ChallengerML = lm(df.challenger$O.ring ~ df.challenger$Temp)
summary(ChallengerML)
##
## Call:
## lm(formula = df.challenger$O.ring ~ df.challenger$Temp)
##
## Residuals:
## Min 1Q Median 3Q Max
## -0.6582 -0.4389 -0.1594 0.1551 1.9058
##
## Coefficients:
## Estimate Std. Error t value Pr(>|t|)
## (Intercept) 4.79365 1.40926 3.402 0.00269 **
## df.challenger$Temp -0.06266 0.02016 -3.108 0.00532 **
## ---
## Signif. codes: 0 '***' 0.001 '**' 0.01 '*' 0.05 '.' 0.1 ' ' 1
##
## Residual standard error: 0.6673 on 21 degrees of freedom
## Multiple R-squared: 0.3151, Adjusted R-squared: 0.2825
## F-statistic: 9.661 on 1 and 21 DF, p-value: 0.005321
coef(ChallengerML)
## (Intercept) df.challenger$Temp
## 4.79365079 -0.06265873
abline(ChallengerML)

confint(ChallengerML)
## 2.5 % 97.5 %
## (Intercept) 1.8629349 7.72436672
## df.challenger$Temp -0.1045819 -0.02073552
t.test(x = df.challenger$O.ring, y = df.challenger$Temp, exact = FALSE, paired = TRUE)
##
## Paired t-test
##
## data: df.challenger$O.ring and df.challenger$Temp
## t = -44.043, df = 22, p-value < 2.2e-16
## alternative hypothesis: true difference in means is not equal to 0
## 95 percent confidence interval:
## -72.38559 -65.87528
## sample estimates:
## mean of the differences
## -69.13043
# We reject the null hypothesis. This means that the above hypothesis test would indicate that temperature has at least some effect on average per-launch O-ring failures. However, it does not tell us whether that effect is a positive or a negative correlation.

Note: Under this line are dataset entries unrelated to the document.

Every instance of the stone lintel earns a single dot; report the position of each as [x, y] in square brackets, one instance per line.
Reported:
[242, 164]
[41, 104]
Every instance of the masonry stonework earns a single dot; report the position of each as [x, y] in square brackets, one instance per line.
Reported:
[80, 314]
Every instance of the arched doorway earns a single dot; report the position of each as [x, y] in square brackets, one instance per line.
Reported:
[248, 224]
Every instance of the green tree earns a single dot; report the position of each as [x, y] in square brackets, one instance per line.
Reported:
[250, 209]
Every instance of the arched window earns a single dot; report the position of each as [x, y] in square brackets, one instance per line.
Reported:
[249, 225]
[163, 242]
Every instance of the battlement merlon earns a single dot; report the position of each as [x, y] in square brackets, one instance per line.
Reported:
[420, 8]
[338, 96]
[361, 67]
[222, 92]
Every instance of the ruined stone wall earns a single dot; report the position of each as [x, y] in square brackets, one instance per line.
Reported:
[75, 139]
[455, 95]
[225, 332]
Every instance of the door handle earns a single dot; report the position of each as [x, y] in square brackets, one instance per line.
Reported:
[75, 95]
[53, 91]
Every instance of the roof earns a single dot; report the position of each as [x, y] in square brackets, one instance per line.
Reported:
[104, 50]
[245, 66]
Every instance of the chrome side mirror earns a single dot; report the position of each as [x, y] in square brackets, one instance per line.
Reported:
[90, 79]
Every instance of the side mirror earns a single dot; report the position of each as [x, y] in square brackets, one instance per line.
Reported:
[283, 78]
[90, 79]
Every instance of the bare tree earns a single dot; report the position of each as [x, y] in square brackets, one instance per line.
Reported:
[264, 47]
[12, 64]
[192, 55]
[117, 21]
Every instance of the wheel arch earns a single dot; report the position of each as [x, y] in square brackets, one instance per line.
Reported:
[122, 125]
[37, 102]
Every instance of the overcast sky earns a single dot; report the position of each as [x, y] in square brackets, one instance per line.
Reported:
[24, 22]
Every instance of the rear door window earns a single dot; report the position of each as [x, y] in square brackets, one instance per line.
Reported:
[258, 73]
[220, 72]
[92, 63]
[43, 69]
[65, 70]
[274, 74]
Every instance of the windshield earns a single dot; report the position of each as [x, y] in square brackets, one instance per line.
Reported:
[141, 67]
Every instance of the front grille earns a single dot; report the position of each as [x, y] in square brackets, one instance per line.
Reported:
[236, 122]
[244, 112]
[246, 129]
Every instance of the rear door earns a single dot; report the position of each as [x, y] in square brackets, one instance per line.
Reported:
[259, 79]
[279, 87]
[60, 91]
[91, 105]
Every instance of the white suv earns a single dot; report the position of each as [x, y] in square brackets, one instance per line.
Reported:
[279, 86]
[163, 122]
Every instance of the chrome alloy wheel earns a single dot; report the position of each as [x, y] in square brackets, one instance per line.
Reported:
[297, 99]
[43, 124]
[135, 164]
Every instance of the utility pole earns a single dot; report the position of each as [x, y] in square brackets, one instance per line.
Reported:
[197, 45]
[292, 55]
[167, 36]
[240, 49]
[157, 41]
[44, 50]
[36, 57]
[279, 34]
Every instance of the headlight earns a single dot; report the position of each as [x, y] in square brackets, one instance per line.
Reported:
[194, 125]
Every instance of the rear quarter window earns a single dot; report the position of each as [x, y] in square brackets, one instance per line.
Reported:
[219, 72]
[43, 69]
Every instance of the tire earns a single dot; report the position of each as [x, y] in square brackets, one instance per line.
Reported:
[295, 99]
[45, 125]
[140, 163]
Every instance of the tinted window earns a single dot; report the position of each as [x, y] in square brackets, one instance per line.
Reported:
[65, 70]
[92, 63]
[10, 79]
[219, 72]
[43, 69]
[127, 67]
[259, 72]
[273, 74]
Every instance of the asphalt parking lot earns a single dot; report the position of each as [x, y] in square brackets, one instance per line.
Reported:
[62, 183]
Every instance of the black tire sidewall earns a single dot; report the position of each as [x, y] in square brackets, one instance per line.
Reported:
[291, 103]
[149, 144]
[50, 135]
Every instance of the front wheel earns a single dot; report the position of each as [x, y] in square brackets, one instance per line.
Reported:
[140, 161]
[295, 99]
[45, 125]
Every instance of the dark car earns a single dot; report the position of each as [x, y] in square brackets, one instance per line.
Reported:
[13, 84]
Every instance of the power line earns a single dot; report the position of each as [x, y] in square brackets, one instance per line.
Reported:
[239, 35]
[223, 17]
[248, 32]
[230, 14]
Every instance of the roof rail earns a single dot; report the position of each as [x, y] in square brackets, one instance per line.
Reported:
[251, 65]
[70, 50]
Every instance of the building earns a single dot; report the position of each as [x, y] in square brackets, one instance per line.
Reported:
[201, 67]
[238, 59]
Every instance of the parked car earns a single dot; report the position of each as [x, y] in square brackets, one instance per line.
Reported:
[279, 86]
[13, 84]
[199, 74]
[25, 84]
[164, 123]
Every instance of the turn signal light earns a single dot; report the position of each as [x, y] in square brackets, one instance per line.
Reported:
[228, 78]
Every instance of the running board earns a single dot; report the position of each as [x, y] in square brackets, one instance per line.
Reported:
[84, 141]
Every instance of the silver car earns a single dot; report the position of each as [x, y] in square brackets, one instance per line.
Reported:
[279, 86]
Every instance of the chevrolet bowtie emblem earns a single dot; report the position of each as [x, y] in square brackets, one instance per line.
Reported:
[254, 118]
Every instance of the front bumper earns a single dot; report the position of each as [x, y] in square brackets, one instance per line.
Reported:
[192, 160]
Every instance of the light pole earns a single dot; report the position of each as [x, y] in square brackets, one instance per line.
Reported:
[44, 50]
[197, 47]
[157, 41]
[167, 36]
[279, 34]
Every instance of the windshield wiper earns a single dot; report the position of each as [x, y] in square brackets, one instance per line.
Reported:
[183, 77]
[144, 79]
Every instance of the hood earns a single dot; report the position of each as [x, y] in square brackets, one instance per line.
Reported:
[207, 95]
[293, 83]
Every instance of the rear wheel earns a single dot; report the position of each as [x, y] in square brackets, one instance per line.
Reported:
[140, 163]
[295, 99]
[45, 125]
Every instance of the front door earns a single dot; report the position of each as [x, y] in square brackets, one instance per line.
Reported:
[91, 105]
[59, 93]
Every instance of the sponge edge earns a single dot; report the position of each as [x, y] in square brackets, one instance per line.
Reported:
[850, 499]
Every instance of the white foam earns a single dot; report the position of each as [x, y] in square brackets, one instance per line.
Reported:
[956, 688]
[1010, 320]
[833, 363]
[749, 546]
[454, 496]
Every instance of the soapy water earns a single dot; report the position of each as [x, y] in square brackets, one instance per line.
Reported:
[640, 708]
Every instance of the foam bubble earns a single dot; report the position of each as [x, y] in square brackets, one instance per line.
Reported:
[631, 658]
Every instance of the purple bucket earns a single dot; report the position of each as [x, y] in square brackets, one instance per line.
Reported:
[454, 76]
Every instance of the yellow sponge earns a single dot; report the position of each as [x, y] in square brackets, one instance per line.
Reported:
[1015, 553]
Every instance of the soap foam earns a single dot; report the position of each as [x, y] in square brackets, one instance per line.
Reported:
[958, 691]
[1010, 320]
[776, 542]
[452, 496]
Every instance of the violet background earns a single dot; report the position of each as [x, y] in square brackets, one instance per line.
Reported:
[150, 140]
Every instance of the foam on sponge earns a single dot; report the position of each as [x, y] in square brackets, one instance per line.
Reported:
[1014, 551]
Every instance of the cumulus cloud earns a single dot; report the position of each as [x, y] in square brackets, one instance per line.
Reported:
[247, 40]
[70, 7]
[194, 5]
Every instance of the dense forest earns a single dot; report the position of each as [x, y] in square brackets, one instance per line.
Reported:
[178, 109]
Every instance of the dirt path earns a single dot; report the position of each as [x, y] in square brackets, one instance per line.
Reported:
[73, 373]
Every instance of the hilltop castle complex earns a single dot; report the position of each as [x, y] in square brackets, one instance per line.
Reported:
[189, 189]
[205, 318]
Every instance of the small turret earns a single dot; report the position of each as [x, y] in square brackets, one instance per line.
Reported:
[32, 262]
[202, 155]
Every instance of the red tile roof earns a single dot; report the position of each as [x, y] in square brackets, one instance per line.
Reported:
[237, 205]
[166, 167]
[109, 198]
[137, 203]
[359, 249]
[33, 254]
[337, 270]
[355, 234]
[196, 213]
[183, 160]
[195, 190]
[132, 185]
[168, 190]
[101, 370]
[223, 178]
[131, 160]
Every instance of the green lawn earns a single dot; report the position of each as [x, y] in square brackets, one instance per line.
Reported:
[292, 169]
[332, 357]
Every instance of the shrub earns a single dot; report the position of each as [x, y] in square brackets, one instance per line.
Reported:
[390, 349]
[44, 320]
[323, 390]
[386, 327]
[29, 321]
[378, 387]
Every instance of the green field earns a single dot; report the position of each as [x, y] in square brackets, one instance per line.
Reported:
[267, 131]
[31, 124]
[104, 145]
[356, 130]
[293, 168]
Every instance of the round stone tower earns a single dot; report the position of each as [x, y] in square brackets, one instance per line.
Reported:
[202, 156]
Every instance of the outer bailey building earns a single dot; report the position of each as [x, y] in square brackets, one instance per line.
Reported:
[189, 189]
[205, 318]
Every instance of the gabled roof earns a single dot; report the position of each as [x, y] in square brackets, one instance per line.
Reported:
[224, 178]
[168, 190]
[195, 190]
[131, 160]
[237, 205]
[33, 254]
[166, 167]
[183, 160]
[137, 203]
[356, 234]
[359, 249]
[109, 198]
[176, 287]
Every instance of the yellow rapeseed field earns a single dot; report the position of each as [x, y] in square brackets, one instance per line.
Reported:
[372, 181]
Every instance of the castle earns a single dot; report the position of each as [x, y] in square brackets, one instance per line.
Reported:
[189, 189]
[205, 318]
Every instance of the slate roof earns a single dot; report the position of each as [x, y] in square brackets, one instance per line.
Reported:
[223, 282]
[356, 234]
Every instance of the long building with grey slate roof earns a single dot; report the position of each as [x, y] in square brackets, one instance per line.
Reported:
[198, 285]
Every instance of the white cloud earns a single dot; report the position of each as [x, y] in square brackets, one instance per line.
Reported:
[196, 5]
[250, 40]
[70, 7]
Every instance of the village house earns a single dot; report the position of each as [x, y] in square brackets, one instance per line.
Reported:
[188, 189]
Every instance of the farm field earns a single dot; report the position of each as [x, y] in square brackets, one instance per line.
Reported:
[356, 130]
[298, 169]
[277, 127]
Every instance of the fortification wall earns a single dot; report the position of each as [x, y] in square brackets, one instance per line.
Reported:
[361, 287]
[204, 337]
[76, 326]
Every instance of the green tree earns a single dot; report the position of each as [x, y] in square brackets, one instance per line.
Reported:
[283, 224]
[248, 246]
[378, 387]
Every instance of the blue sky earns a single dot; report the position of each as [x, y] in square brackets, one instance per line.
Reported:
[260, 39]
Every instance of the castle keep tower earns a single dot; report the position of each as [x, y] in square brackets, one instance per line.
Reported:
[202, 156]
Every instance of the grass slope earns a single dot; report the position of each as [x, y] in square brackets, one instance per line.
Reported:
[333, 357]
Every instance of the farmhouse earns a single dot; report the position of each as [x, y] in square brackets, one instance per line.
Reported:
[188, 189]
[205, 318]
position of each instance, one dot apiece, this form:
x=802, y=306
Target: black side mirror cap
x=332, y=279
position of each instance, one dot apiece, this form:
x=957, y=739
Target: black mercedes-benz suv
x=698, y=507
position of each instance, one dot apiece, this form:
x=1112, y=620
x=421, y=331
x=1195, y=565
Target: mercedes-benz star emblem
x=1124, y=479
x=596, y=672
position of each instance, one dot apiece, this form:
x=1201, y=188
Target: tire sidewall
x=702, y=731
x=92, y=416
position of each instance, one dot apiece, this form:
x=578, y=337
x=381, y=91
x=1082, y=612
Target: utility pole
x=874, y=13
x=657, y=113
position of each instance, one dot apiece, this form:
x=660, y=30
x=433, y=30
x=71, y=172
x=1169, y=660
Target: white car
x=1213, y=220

t.test(x = df.challenger$O.ring, y = df.challenger$Temp, alternative = "less")
##
## Welch Two Sample t-test
##
## data: df.challenger$O.ring and df.challenger$Temp
## t = -46.689, df = 22.548, p-value < 2.2e-16
## alternative hypothesis: true difference in means is less than 0
## 95 percent confidence interval:
## -Inf -66.59067
## sample estimates:
## mean of x mean of y
## 0.4347826 69.5652174
# According to this test, we reject the null hypothesis. This means that the above test indicates that the correlation between temperature and average o-ring failures per launch is less than 0. To put it another way, the colder the temperatures, the more expected average O-ring failures.
# According to the tests that I have run, launch day temperature has a statistically significant effect of average O-ring failures. As temperatures decreases, O-ring failures increases. Specifically, it is reasonable to say that that for each degree lower, average failures increases by about .0627 per launch. A reasonable range for the effect of temperature is between about .0207 and about .1046 failures per degree of temperature lost.